Regular backups are vital insurance against a data-loss catastrophe. Unfortunately, this is a lesson that most people learn only from bitter experience. Developing a solid backup plan requires an investment of time and money, but the cost is far less than the often-impossible task of recreating data for which no backup exists.

 

Files can be lost from your computer in any number of ways—you might accidentally delete a file, or a virus might wipe one out. You can also have a complete hard drive failure. When a hard drive dies an untimely death, it's kind of like having your house burn down. Important personal items are usually gone forever—family photos, significant documents, downloaded music, and more.Thankfully it's a really simple process these days to back up your content to a second, separate location. By doing so, your files can be protected against viruses or complete computer failure. This makes it easy to retrieve and place them on a new hard drive and get going again.
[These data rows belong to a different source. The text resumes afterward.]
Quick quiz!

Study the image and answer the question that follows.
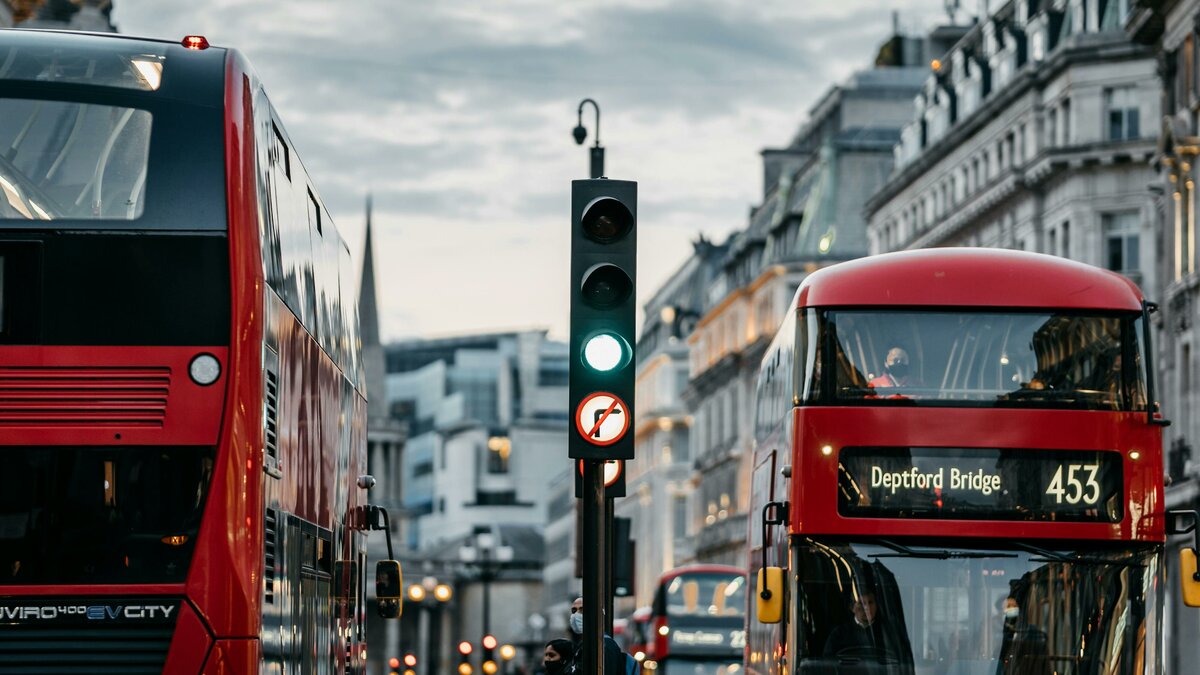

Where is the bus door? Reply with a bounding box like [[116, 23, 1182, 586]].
[[745, 449, 787, 675]]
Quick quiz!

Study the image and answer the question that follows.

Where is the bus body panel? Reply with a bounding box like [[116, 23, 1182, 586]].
[[796, 249, 1141, 311], [180, 48, 263, 638], [0, 345, 229, 446]]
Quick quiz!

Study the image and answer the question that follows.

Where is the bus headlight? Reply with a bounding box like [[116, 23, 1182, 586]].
[[187, 354, 221, 387]]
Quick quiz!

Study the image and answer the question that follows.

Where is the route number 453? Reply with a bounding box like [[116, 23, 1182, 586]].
[[1046, 464, 1100, 504]]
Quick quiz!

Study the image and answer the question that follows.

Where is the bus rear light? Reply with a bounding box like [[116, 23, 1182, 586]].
[[181, 35, 209, 50], [187, 354, 221, 387]]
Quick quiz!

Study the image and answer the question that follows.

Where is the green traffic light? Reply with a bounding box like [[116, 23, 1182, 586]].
[[583, 333, 625, 372]]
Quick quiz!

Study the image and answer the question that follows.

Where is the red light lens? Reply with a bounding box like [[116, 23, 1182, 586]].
[[182, 35, 209, 49]]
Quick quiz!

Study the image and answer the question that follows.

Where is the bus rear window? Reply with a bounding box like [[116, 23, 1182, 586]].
[[0, 98, 152, 221], [824, 310, 1146, 411]]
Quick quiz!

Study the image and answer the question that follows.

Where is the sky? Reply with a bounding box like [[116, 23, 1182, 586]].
[[113, 0, 944, 341]]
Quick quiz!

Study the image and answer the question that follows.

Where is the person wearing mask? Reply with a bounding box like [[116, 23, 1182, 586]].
[[541, 638, 575, 675], [871, 347, 917, 389], [568, 598, 636, 675], [824, 591, 902, 661]]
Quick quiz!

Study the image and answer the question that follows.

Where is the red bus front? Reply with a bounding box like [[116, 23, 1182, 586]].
[[748, 251, 1164, 675], [0, 30, 365, 674], [648, 565, 746, 675]]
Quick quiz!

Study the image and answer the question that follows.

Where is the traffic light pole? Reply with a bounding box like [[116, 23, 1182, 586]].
[[604, 497, 613, 635], [582, 460, 608, 675]]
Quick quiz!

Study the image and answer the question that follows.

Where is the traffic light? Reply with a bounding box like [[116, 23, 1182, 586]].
[[458, 640, 474, 675], [569, 179, 637, 460], [479, 635, 499, 675]]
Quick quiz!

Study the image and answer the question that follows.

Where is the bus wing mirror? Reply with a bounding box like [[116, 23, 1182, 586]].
[[755, 567, 784, 623], [376, 560, 404, 619], [1166, 510, 1200, 607]]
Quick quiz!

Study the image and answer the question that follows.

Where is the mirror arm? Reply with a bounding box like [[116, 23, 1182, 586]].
[[758, 502, 787, 601], [367, 504, 396, 560], [1166, 510, 1200, 581]]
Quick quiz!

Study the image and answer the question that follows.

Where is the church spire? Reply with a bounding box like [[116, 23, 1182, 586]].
[[359, 193, 383, 347]]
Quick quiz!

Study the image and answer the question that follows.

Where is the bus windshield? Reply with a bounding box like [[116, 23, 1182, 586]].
[[0, 447, 214, 586], [0, 98, 151, 221], [810, 310, 1146, 411], [793, 539, 1162, 675], [666, 573, 746, 619]]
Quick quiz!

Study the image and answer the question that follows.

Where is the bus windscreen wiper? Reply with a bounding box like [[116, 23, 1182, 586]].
[[1013, 542, 1146, 567], [871, 539, 1016, 560]]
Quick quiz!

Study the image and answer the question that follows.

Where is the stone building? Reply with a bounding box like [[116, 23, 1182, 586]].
[[1126, 0, 1200, 673], [614, 238, 725, 617], [683, 28, 940, 565], [866, 0, 1159, 312]]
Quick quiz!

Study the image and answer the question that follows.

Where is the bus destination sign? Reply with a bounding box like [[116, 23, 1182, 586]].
[[838, 448, 1124, 522]]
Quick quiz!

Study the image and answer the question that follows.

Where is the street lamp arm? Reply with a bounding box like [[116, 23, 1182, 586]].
[[577, 98, 600, 148]]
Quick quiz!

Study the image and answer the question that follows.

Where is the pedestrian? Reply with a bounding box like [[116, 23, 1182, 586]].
[[568, 598, 640, 675], [541, 638, 575, 675]]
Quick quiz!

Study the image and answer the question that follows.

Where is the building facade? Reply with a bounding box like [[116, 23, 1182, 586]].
[[683, 34, 931, 566], [0, 0, 114, 30], [866, 0, 1159, 309], [1126, 0, 1200, 673], [614, 238, 725, 617]]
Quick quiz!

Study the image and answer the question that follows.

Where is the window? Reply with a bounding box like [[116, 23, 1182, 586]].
[[308, 190, 322, 234], [1104, 86, 1141, 141], [671, 495, 689, 539], [487, 436, 512, 473], [0, 98, 152, 221], [1062, 98, 1072, 145], [1100, 213, 1140, 273], [271, 121, 292, 180]]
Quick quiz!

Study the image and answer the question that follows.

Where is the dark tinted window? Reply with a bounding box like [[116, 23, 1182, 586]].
[[0, 447, 212, 584], [824, 310, 1145, 411], [0, 233, 229, 346]]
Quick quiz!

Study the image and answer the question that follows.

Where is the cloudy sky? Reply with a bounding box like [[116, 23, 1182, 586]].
[[113, 0, 943, 340]]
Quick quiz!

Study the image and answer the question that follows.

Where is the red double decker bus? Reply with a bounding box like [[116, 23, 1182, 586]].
[[632, 565, 746, 675], [746, 249, 1164, 675], [0, 30, 398, 674]]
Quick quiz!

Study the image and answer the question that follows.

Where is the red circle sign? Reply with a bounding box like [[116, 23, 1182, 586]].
[[575, 392, 630, 446]]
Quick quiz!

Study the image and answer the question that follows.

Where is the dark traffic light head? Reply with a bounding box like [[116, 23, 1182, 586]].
[[569, 179, 637, 460]]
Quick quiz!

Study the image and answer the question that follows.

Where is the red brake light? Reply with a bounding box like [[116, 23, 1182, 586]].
[[182, 35, 209, 49]]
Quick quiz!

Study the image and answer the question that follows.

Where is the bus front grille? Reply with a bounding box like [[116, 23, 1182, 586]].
[[0, 366, 170, 429], [0, 623, 174, 675]]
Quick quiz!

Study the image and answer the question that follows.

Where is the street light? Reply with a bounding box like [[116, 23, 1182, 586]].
[[458, 531, 512, 635], [571, 98, 604, 178], [408, 575, 454, 675]]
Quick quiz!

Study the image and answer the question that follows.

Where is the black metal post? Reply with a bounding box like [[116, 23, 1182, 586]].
[[479, 549, 492, 635], [604, 498, 613, 635], [581, 460, 608, 675]]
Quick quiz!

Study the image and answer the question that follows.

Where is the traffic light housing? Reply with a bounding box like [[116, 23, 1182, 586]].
[[569, 179, 637, 460], [458, 640, 474, 675], [479, 635, 499, 675]]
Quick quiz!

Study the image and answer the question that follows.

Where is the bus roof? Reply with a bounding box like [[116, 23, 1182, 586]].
[[794, 247, 1142, 311]]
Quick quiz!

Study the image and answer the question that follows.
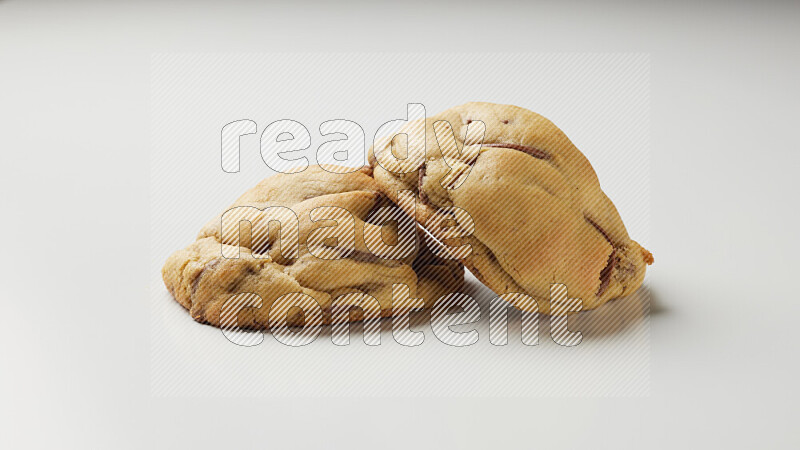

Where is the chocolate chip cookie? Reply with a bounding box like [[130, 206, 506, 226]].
[[162, 166, 464, 328], [369, 103, 653, 312]]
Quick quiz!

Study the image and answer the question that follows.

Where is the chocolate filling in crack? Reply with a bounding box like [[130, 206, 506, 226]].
[[417, 162, 430, 205], [483, 142, 550, 159], [584, 217, 617, 297]]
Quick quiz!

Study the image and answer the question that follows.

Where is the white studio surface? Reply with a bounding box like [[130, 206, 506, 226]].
[[0, 0, 800, 449]]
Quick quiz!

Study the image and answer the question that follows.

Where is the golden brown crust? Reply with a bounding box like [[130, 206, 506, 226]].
[[162, 166, 463, 328], [369, 103, 652, 311]]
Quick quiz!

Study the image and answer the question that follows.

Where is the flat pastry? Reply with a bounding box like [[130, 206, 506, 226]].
[[369, 103, 653, 312], [162, 166, 464, 328]]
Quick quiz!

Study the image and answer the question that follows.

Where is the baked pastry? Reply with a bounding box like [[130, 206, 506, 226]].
[[369, 103, 653, 312], [162, 166, 464, 328]]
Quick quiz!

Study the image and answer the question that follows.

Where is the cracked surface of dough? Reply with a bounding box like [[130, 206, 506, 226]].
[[369, 103, 653, 312], [162, 166, 463, 328]]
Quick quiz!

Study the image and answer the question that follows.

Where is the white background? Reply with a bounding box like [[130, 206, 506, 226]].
[[150, 53, 652, 397], [0, 1, 800, 448]]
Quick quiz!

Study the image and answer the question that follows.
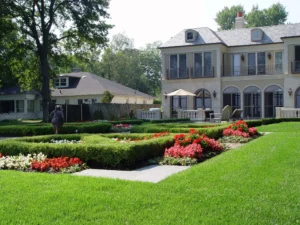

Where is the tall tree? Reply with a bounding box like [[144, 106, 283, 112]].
[[215, 3, 288, 30], [0, 0, 111, 121], [247, 3, 288, 27], [215, 5, 245, 30]]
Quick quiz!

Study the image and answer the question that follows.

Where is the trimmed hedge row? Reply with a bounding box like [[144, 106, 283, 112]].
[[0, 123, 112, 137], [131, 124, 228, 138], [146, 118, 191, 123], [245, 118, 300, 127], [0, 134, 174, 169]]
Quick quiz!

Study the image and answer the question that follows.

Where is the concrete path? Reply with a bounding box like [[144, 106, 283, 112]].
[[74, 165, 190, 183]]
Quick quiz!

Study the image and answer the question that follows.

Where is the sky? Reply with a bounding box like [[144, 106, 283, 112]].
[[107, 0, 300, 48]]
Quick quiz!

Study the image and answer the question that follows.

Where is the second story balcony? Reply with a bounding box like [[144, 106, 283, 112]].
[[165, 66, 215, 80], [291, 61, 300, 73], [222, 64, 283, 77]]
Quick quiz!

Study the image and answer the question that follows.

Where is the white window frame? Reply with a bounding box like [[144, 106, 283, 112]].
[[247, 51, 267, 76], [193, 51, 214, 77], [27, 100, 35, 113], [15, 100, 25, 113], [169, 53, 188, 79], [251, 28, 263, 42], [274, 51, 283, 74]]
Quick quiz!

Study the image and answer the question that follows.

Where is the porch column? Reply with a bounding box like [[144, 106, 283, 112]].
[[282, 43, 290, 74], [215, 49, 222, 77], [24, 99, 28, 113], [241, 92, 246, 119], [260, 93, 265, 118], [160, 53, 167, 80]]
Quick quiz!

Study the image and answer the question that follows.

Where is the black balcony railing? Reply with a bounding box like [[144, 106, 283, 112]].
[[222, 64, 283, 77], [190, 66, 215, 78], [291, 61, 300, 73], [166, 67, 214, 80]]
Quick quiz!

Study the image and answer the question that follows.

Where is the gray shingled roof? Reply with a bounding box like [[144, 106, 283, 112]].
[[160, 23, 300, 48], [51, 72, 154, 99]]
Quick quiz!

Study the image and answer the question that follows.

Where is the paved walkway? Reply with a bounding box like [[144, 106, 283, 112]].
[[74, 165, 190, 183]]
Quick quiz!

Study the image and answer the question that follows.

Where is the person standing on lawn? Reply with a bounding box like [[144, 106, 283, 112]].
[[50, 105, 64, 134]]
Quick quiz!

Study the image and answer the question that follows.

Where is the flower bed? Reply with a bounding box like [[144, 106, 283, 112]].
[[49, 139, 84, 144], [111, 123, 132, 132], [0, 153, 86, 173], [0, 133, 174, 169], [160, 129, 224, 165], [112, 132, 170, 143]]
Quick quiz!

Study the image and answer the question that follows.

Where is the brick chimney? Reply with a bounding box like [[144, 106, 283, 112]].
[[234, 12, 245, 29]]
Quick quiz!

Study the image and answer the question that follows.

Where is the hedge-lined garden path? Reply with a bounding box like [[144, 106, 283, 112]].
[[74, 165, 190, 183], [0, 122, 300, 225]]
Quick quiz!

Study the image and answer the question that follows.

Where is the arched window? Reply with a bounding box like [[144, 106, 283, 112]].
[[243, 86, 261, 118], [223, 87, 241, 111], [264, 85, 283, 117], [295, 87, 300, 108], [195, 89, 211, 109]]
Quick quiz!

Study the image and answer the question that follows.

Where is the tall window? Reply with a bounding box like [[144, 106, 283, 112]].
[[223, 87, 241, 111], [194, 53, 203, 77], [296, 88, 300, 108], [248, 52, 266, 75], [171, 96, 187, 117], [170, 55, 177, 78], [179, 54, 187, 78], [257, 52, 266, 75], [186, 32, 194, 40], [204, 52, 213, 77], [16, 100, 24, 112], [243, 86, 261, 118], [275, 52, 282, 74], [0, 100, 15, 113], [232, 54, 241, 76], [170, 54, 187, 79], [265, 85, 283, 117], [55, 78, 68, 87], [248, 53, 256, 75], [194, 52, 213, 77], [27, 100, 34, 112], [195, 89, 211, 109]]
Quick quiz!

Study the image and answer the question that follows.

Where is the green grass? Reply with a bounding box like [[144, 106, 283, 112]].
[[0, 123, 300, 225]]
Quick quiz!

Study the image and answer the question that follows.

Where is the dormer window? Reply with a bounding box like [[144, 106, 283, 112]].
[[185, 30, 198, 42], [251, 29, 263, 41], [55, 77, 69, 88], [186, 32, 194, 40]]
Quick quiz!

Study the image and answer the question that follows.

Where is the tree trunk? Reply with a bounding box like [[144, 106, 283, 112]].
[[39, 49, 51, 122]]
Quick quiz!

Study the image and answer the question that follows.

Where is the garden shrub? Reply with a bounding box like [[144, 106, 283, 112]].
[[131, 124, 227, 139], [0, 123, 111, 137], [0, 134, 174, 169], [150, 118, 191, 123]]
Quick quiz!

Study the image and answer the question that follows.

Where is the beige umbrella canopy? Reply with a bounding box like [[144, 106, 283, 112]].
[[166, 89, 196, 96]]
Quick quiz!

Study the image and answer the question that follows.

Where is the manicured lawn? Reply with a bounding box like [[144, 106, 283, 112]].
[[0, 123, 300, 225]]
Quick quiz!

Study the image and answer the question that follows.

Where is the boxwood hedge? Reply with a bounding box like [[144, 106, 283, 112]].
[[0, 134, 174, 169], [131, 123, 228, 138], [0, 123, 112, 137]]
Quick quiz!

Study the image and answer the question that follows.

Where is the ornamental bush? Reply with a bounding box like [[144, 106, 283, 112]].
[[223, 120, 257, 138], [161, 129, 224, 165], [0, 134, 174, 169]]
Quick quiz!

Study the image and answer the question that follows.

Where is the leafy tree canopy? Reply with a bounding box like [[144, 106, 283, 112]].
[[101, 91, 114, 103], [0, 0, 112, 121], [215, 3, 288, 30]]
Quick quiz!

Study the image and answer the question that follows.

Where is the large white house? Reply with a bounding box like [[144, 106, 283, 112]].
[[160, 13, 300, 118], [0, 72, 154, 120]]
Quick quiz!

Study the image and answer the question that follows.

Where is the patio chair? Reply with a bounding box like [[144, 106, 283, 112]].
[[230, 109, 243, 121], [210, 105, 232, 123]]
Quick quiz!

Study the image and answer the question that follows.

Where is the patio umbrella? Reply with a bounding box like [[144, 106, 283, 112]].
[[166, 89, 196, 96]]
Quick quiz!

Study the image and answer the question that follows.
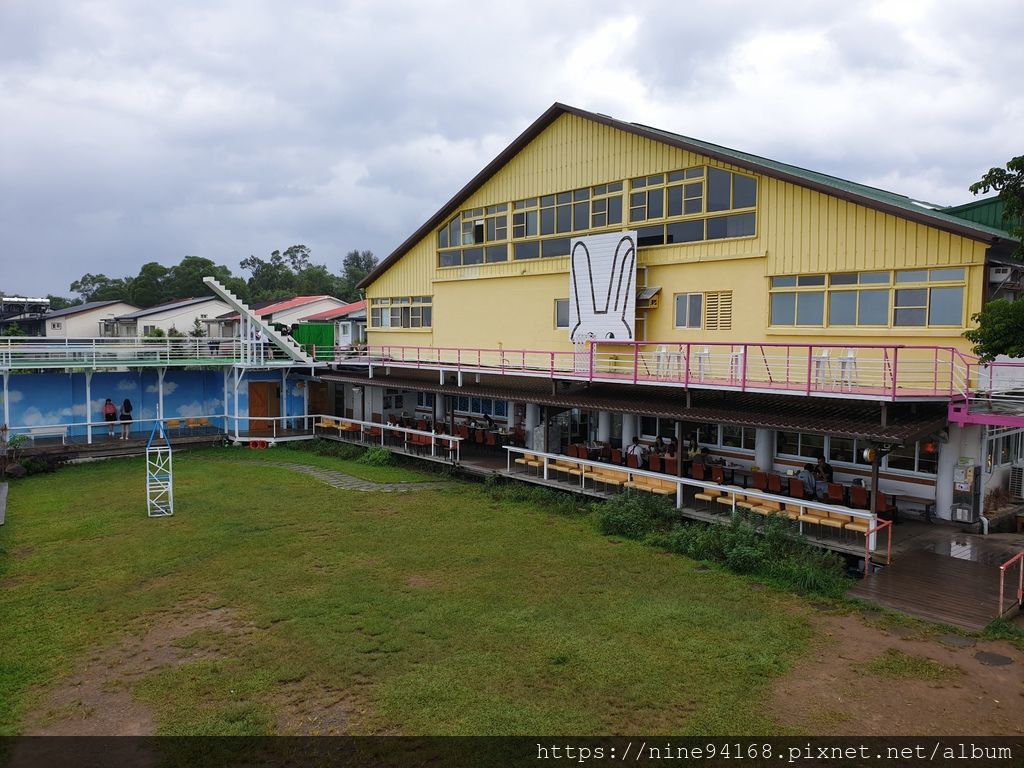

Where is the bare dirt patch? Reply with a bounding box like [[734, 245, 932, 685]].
[[768, 614, 1024, 736], [23, 606, 253, 736]]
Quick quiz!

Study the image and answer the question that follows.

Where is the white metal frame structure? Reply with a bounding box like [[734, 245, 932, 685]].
[[145, 421, 174, 517]]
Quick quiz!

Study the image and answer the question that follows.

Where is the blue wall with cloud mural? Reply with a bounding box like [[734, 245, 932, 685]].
[[0, 369, 305, 435]]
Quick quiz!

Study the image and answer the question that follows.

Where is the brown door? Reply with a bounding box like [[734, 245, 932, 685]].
[[309, 381, 333, 416], [249, 381, 281, 434]]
Today, there are many options for backing up your content. You don't need any sophisticated equipment—you can use CDs, DVDs, external hard drives, flash drives, network drives, or even online storage like Windows Live SkyDrive. It might be a good idea to back up your data to multiple places. For example, you might choose to back up your content onto both an external hard drive and to an online storage site.

  • Develop a is of all the folders and documents you need a backup
  • Select the most convenient backup tool. If you have a large set of data to backup an external hard drive is the best choice. For old or historic data you can use CDs, DVDs, this is data that you don’t use regularly
  • Select the software to help you manage the data backup. Windows comes with a backup tool, but there are other applications, (some for free) that can help you make a backup of all your files.
  • Define regular intervals to back up your data
  • Backup your data per schedule
  • Test the backup data to ensure the backup is complete and that you can access it.

By following these simple steps you will be able to have a backup process that will give you some piece of mind by knowing that all the information you worked so hard is now secure.